COACHES ROLES AND RESPONSIBILITIES
The coach's responsibility is to supervise the entire stroke development and competitive swim programs and manage all matters that relate to training and competition. Our staff is dedicated to providing young swimmers with a program that will allow them to develop to their fullest potential.
The coaches will determine final placement in practice groups. This is based on age, ability, maturity and commitment level of each swimmer. A swimmer will be moved up into a new practice group by the coaches when they feel that the swimmer is at an appropriate level of skill and maturity to participate effectively in the next group. The coaches have an intimate knowledge of the training level and expectations of each group and will only move swimmers up when they are confident that the swimmer is physically and mentally ready for the next challenge. Experience has shown that moving a swimmer up before he/she is ready can lead to very negative experiences for the athlete. Parents are asked to please trust the coaches’ judgment in this area.
The coaching staff will make the final decision concerning which meets Killer Whale Swim Club swimmers may attend. The coaching staff also makes the final decision concerning which events a swimmer is entered into.
Sole responsibility for stroke instruction and training rest with coaching staff. Each group’s practices are geared for that age group as well as to meet established goals.
The coaches will conduct warm-ups at meets. Just prior to and after events, swimmers (not their parents) should check in with their coach. The coach will offer advice and constructive criticism on their race. It is the parent’s job to offer love and support regardless of their swimmer’s performance.
Coaches will determine relay teams for meets.
The coaching staff is continually refining our program. It is the responsibility of parents and swimmers to take advantage of the opportunity this program provides for success in swimming.
One of the traditional swim team communication gaps is that some parents seem to feel more comfortable in discussing their disagreements over coaching philosophy with other parents rather than taking them directly to the coach. Not only is the problem never resolved that way, but in fact this approach often results in new problems being created. Listed below are some guidelines for a parent raising some difficult issues with a coach:
· Try to keep foremost in your mind that you and the coach have the best interests of your child at heart.
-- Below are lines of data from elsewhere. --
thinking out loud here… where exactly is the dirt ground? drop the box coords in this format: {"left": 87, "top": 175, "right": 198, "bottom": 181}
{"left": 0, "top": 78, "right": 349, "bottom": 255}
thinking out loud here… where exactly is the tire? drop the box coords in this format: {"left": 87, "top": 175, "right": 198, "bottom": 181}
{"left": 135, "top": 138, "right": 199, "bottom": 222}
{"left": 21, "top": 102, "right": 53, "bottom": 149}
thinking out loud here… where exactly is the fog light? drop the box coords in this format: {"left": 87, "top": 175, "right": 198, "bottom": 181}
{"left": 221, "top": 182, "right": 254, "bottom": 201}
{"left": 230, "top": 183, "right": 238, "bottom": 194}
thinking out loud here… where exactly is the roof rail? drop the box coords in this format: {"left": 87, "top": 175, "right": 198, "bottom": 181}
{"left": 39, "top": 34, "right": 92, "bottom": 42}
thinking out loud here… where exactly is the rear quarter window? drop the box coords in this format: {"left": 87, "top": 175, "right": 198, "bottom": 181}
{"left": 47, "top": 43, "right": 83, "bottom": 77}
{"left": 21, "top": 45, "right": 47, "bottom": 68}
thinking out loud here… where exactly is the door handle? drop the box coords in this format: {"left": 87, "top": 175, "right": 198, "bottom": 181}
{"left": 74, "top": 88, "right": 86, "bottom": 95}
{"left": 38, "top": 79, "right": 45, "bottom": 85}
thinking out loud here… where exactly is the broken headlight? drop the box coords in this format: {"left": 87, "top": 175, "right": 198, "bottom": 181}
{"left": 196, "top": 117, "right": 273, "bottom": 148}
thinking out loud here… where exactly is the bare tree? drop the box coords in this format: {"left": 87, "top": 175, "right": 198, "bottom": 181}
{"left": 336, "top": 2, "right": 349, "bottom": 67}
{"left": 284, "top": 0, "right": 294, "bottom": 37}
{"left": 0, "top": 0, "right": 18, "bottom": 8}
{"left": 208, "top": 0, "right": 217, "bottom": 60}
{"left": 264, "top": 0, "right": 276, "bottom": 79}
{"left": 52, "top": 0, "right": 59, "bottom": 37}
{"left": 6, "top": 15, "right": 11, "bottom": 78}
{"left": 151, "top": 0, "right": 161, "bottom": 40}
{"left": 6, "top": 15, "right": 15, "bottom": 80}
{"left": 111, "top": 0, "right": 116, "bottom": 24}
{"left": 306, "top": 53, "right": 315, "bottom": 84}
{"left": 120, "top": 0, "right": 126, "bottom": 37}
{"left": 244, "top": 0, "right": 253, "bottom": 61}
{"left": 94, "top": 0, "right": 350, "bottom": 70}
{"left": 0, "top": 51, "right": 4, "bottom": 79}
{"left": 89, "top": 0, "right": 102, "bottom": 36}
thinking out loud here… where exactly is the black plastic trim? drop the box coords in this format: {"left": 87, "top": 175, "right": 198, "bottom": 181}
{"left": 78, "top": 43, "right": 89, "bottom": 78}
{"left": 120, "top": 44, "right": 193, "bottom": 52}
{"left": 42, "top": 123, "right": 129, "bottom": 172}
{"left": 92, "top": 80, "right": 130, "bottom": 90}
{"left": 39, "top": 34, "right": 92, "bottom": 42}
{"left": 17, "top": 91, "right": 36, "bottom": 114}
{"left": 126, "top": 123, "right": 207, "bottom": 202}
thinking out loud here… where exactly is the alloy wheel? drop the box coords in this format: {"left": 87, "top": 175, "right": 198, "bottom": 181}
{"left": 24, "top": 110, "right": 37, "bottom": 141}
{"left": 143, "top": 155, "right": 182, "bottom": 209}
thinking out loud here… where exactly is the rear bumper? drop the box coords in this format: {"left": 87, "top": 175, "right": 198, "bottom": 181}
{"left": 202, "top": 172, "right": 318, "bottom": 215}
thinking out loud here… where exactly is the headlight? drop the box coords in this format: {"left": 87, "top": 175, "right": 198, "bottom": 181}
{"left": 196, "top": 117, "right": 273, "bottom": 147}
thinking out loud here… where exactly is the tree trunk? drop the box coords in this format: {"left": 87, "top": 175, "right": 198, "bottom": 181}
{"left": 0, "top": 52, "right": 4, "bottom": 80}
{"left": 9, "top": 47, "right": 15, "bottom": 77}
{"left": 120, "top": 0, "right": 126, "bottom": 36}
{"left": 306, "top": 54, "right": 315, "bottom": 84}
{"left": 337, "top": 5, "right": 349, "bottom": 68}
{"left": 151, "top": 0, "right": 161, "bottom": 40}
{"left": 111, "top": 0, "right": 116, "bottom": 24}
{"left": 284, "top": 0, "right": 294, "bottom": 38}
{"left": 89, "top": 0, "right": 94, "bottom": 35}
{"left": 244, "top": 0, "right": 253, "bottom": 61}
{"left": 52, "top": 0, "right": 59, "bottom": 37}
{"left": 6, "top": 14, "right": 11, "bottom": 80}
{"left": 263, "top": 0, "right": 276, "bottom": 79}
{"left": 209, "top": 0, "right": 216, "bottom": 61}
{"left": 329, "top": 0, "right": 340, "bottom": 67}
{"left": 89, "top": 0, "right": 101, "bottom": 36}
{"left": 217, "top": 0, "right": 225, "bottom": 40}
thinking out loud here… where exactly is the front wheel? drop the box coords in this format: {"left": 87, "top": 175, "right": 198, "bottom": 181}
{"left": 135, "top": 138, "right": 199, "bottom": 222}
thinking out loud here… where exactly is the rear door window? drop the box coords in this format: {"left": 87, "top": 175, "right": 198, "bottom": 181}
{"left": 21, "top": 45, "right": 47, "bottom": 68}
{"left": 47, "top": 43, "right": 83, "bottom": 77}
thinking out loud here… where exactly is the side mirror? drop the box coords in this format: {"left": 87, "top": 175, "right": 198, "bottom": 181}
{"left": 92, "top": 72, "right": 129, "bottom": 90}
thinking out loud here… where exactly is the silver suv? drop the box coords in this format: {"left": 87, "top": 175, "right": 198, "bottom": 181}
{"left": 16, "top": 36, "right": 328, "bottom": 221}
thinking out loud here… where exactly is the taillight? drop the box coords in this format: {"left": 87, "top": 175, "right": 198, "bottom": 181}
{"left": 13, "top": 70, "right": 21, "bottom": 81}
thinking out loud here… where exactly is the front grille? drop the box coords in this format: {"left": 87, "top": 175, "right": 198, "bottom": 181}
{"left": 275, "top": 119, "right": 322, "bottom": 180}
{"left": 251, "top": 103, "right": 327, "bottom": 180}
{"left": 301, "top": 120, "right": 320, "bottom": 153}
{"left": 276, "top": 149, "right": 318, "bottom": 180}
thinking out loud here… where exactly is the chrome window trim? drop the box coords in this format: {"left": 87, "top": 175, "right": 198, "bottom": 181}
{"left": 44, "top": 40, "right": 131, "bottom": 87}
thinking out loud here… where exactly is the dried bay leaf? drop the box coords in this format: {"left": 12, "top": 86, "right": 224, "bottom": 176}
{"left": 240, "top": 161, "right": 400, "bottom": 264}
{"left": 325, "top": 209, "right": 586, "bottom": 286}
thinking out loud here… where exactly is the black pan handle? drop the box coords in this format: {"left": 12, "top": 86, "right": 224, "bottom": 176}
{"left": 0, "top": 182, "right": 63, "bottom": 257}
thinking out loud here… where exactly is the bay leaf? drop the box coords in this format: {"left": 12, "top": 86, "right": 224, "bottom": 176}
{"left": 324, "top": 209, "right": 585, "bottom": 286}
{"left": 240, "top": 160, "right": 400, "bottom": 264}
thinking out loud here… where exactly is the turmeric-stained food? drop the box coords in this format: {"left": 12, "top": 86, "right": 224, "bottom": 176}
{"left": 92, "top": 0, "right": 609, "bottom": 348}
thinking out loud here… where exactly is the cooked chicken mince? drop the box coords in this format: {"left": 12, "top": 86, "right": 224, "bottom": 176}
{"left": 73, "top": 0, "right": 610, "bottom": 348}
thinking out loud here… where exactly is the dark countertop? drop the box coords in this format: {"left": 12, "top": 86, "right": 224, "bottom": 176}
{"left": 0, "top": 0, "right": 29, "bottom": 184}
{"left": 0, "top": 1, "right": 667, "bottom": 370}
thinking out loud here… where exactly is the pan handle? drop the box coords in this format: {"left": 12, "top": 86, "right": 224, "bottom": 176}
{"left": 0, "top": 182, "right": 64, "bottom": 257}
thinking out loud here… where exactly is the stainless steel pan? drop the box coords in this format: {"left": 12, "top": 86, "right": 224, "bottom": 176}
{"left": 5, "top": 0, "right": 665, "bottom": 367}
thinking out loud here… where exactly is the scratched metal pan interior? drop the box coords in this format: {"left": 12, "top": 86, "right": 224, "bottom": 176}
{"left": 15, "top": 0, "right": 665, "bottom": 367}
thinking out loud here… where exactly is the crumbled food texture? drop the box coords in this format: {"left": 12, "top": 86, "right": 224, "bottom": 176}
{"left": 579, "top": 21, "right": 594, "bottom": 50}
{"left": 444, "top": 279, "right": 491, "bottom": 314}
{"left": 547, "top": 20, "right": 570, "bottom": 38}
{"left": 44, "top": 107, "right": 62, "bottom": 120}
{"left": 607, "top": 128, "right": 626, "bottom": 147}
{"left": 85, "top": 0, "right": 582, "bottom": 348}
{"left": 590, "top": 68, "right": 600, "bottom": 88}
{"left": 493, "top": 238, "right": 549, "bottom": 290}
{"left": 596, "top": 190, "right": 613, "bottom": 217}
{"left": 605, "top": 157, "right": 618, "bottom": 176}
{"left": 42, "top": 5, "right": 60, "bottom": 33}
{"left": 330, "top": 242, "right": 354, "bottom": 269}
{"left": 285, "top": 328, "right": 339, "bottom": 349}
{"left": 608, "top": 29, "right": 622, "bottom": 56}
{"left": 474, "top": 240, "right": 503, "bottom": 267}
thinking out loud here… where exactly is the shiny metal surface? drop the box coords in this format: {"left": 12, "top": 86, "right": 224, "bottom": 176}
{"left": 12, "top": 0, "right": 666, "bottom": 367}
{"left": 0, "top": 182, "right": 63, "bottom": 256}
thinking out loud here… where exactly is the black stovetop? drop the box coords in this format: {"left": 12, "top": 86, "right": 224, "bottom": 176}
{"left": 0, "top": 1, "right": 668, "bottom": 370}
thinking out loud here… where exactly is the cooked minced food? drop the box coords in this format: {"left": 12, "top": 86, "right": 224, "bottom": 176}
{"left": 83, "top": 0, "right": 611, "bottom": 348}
If you trust that the coach's goals match yours, even though his/her approach may be different, you are more likely to enjoy good rapport and a constructive dialogue.
· Keep in mind that the coach must balance your perspective of what is best for your child with the needs of the team or a training group that can range in size from 10-90 members. On occasion, an individual child's interest may need to be subordinate to the interests of the group, but in the long run the benefits of membership in the group compensate for occasional short term inconvenience.
· If your child swims for an assistant coach, always discuss the matter first with that coach, following the same guidelines and preconceptions noted above. If the assistant coach cannot satisfactorily resolve your concern, then ask that the head coach to join the dialogue as a third party.
· If another parent uses you as a sounding board for complaints about the coach's performance or policies, listen empathetically, but encourage the other parent to speak directly to the coach. He/she is the only one who can resolve the problem.